Communiqué de presse.

 
« OGM hors la loi rien ne bouge :
Un an déjà ! Le 25 juillet 2018 la Cour de Justice de l’Union Européenne, sur saisine par le Conseil d’Etat, rendait un arrêt confirmant le statut OGM sur les plans tant scientifique que juridique de tous les produits issus de transgenèse, mutagenèse et de toutes les nouvelles techniques de modification génétique, imposant une réglementation stricte quand à leur expérimentation et leur mise en culture

 

Les arrêts de la CJUE sont d’application obligatoire et immédiate. Seule est maintenue l’exemption possible de réglementation sur les techniques de mutagenèse « traditionnellement utilisées » et « dont la sécurité est avérée depuis longtemps » inscrite dans la directive européenne de 2001 qui réglemente la dissémination des OGM dans l’environnement.

Or, depuis un an, les tournesols et les colzas VrTH (variétés rendues résistantes à un herbicide) obtenus artificiellement en laboratoire, non « traditionnellement utilisés » et dont la sécurité n’est pas avérée, donc illégaux, sont toujours semés, cultivés et consommés en France. Le gouvernement se renvoie la balle avec le Conseil d’État afin de retarder l’application de cet arrêt.

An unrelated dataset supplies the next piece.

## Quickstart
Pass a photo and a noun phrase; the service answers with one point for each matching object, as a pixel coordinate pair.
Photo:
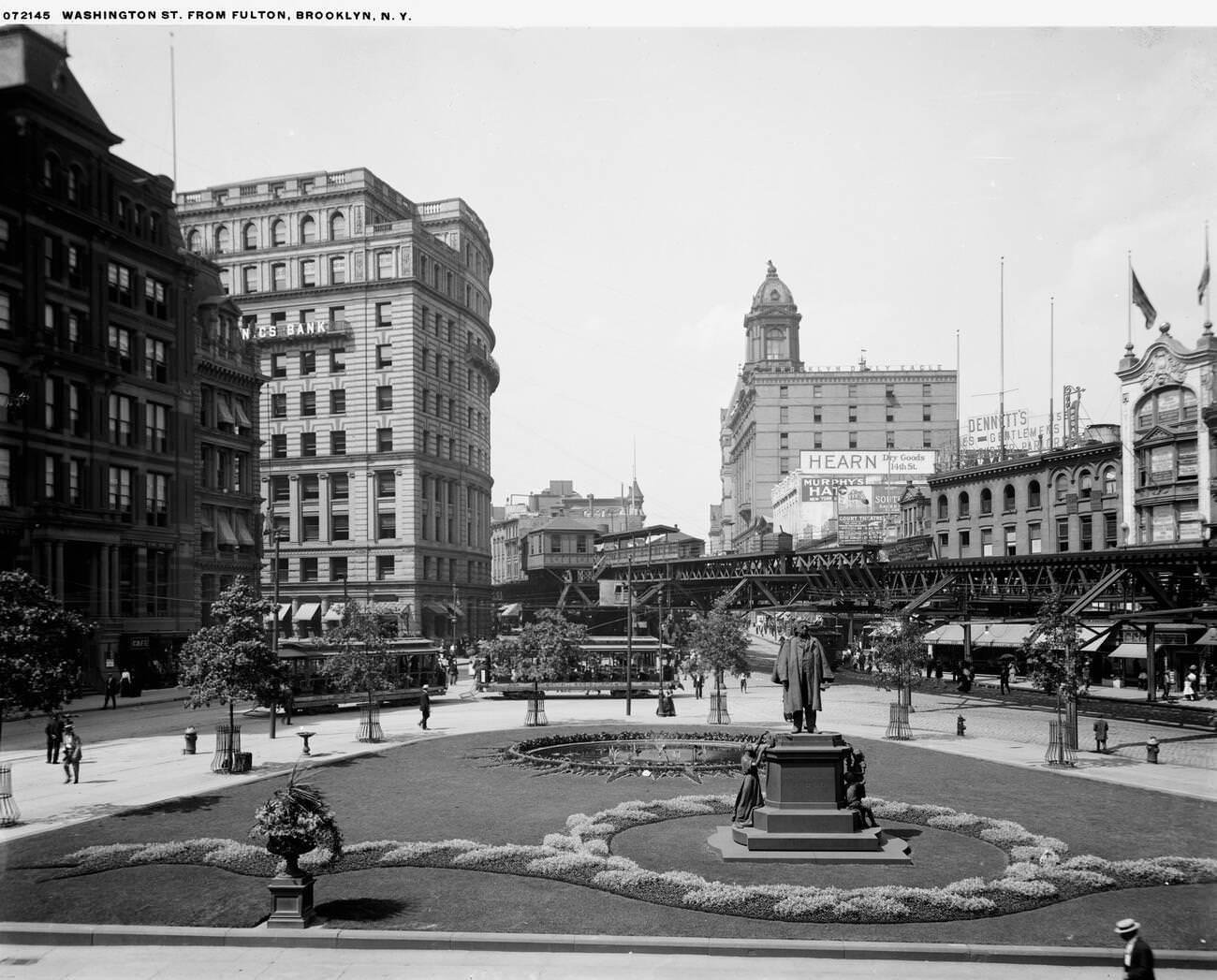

Les Faucheurs et Faucheuses Volontaires dénoncent cette inaction des pouvoirs publics. Ils et elles restent déterminé.e.s à poursuivre leurs actions afin de contraindre le gouvernement à remplir ses obligations d’interdiction des VrTH et sa mission de protection de la population et de l’environnement. Ils et elles continueront d’informer les citoyen.ne.s et soutiendront toute action visant à interdire la dissémination des OGM dans les champs et dans les assiettes ».